951 F.3d 632
5th Cir.2020Background
- Gwendolyn Berry pleaded guilty to wire fraud, mail fraud, and falsifying a tax return and was ordered to pay over $2 million in restitution.
- The government sought writs of garnishment under the MVRA (18 U.S.C. § 3613) and ancillary federal garnishment statute (28 U.S.C. § 3205) targeting several Vanguard IRAs held in Gwendolyn’s and Michael Berry’s names.
- Gwendolyn released the accounts in her name; the government then sought 50% of funds in two IRAs titled in Michael’s name (reflecting a one-half community interest).
- The district court entered a final garnishment order directing liquidation of the specified Michael-titled IRAs and payment of half their value (about $1 million) to satisfy restitution; the Berrys appealed and obtained a stay pending appeal.
- On appeal the Berrys argued (1) federal law (tax/IRA or anti-alienation rules) prevents garnishment of a non-defendant spouse’s IRA, (2) state (Texas) law makes the IRAs Michael’s separate property, and (3) the Consumer Credit Protection Act (CCPA) caps garnishment at 25% of “earnings.”
Issues
| Issue | Plaintiff's Argument | Defendant's Argument | Held |
|---|---|---|---|
| Whether a non-defendant spouse’s IRA can be "property or rights to property" of a defendant under 18 U.S.C. § 3613 | IRA anti‑alienation or federal tax treatment makes Michael’s IRA immune from garnishment for Gwendolyn’s debt | MVRA’s "notwithstanding" language and controlling Fifth Circuit precedent allow garnishment of a defendant’s one‑half interest in a solely managed IRA | The MVRA reaches Gwendolyn’s one‑half interest in Michael’s solely managed IRA; Loftis controls. |
| Whether Texas law treats the IRAs as Michael’s separate property or as community property subject to Gwendolyn’s one‑half interest | The rollover document and waiver convert the IRAs to Michael’s separate property | Texas law presumes marital property is community property; waiver here did not clearly evidence a partition or clear‑and‑convincing proof of separateness | Michael’s IRAs are solely‑managed community property; Gwendolyn has a one‑half interest. |
| Whether the CCPA 25% garnishment cap applies to a lump‑sum liquidation of IRA funds | Liquidation proceeds are "earnings" or retirement payments and thus capped at 25% | Lump‑sum IRA distributions are not "compensation paid for personal services" and thus not "earnings" under the CCPA | Lump‑sum IRA funds to be garnished are not "earnings," so the CCPA cap does not apply. |
| Whether controlling precedent permits the garnishment order | Argues Loftis and related authority are distinguishable or inapplicable | Relies on Loftis and DeCay to show MVRA can reach non‑defendant spouse’s retirement interest | Loftis and other Fifth Circuit precedent bind the panel; garnishment upheld. |
Key Cases Cited
- United States v.

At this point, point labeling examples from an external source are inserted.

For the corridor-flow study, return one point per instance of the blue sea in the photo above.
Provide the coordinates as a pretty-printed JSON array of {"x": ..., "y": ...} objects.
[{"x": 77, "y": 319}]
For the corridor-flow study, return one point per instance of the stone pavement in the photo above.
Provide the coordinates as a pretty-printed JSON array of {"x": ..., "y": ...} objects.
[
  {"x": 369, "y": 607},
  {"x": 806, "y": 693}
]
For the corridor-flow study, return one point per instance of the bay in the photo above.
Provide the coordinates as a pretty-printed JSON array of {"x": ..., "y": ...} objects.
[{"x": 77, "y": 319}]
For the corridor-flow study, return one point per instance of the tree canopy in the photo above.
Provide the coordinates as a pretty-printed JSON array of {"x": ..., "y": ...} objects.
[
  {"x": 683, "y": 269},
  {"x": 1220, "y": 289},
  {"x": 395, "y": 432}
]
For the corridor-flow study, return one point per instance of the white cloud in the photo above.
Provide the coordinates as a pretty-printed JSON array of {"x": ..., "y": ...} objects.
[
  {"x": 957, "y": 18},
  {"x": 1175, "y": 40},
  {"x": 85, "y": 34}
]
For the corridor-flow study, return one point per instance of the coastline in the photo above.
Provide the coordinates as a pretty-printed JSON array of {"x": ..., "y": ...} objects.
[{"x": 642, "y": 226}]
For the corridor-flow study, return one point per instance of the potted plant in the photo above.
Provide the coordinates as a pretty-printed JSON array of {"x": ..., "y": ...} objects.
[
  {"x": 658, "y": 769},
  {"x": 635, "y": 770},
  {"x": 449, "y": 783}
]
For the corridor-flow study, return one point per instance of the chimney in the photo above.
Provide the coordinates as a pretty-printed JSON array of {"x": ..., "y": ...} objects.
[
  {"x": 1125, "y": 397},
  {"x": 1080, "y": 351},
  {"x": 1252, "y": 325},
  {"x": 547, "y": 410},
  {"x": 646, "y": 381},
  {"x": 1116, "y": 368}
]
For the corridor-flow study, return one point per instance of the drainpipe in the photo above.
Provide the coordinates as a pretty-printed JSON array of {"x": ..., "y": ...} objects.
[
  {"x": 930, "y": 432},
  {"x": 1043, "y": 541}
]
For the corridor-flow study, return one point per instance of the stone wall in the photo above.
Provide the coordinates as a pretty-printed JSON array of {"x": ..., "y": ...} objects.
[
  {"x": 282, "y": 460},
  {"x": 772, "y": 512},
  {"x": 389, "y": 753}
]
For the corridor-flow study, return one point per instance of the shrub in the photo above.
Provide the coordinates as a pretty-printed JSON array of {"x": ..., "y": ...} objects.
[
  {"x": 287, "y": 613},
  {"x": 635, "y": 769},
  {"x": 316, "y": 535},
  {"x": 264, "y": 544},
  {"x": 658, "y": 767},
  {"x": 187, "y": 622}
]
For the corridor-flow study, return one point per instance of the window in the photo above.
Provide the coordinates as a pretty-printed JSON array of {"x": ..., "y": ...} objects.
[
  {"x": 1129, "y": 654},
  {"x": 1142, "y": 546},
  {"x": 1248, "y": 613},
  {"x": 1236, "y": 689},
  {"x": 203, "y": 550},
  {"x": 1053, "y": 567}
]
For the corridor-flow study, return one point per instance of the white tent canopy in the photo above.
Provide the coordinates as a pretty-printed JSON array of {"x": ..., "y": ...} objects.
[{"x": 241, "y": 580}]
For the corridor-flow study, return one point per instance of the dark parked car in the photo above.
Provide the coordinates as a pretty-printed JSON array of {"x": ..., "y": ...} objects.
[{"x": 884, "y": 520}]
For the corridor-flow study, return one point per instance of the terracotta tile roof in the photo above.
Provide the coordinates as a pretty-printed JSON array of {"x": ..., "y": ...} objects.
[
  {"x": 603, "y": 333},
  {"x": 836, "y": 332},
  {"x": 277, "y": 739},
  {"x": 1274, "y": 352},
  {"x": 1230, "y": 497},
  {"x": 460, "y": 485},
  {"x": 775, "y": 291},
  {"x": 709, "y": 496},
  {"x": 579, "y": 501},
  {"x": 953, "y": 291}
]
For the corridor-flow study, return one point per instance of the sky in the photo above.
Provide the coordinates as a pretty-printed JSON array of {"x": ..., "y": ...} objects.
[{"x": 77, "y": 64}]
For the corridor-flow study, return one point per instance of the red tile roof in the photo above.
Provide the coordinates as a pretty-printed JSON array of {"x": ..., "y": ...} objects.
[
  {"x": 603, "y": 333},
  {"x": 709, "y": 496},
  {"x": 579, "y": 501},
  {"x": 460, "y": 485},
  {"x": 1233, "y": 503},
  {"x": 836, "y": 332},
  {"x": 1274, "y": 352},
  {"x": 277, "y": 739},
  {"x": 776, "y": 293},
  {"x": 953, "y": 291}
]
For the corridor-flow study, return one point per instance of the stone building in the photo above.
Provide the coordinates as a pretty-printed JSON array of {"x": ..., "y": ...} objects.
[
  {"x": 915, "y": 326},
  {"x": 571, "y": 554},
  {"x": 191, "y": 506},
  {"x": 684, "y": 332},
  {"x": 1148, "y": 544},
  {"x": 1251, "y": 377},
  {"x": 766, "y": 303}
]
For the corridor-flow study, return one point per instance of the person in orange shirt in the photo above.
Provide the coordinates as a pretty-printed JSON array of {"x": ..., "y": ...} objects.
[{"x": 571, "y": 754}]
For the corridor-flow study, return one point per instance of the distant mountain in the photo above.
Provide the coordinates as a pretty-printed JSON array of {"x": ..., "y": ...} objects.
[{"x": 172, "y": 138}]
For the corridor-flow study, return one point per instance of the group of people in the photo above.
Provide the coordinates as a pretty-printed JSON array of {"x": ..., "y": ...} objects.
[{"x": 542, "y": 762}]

Loftis, 607 F.3d 173 (5th Cir. 2010) (held defendant’s one‑half interest in a non‑defendant spouse’s solely managed retirement account is subject to MVRA garnishment)

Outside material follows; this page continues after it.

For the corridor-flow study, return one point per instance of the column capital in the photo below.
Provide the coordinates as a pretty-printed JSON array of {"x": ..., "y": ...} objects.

- United States v. Elashi, 789 F.3d 547 (5th Cir. 2015) (MVRA lien applies to property interests defined by state law)
- United States v. DeCay, 620 F.3d 534 (5th Cir. 2010) (ERISA anti‑alienation does not bar MVRA enforcement against retirement accounts)
- Boggs v. Boggs, 520 U.S. 833 (1997) (ERISA preemption principles relied on by appellants but distinguished here)
- United States v. Novak, 476 F.3d 1041 (9th Cir. 2007) (different approach to when retirement interests are §3613 property; distinguished)
- United States v. Sayyed, 862 F.3d 615 (7th Cir. 2017) (lump‑sum distribution of retirement funds is not "earnings" under the CCPA)
- United States v. Rodgers, 461 U.S. 677 (1983) (state law governs the scope of property interests subject to federal liens)
Disposition: Affirmed the district court’s garnishment order (half of the Michael‑titled IRAs, ~$1 million).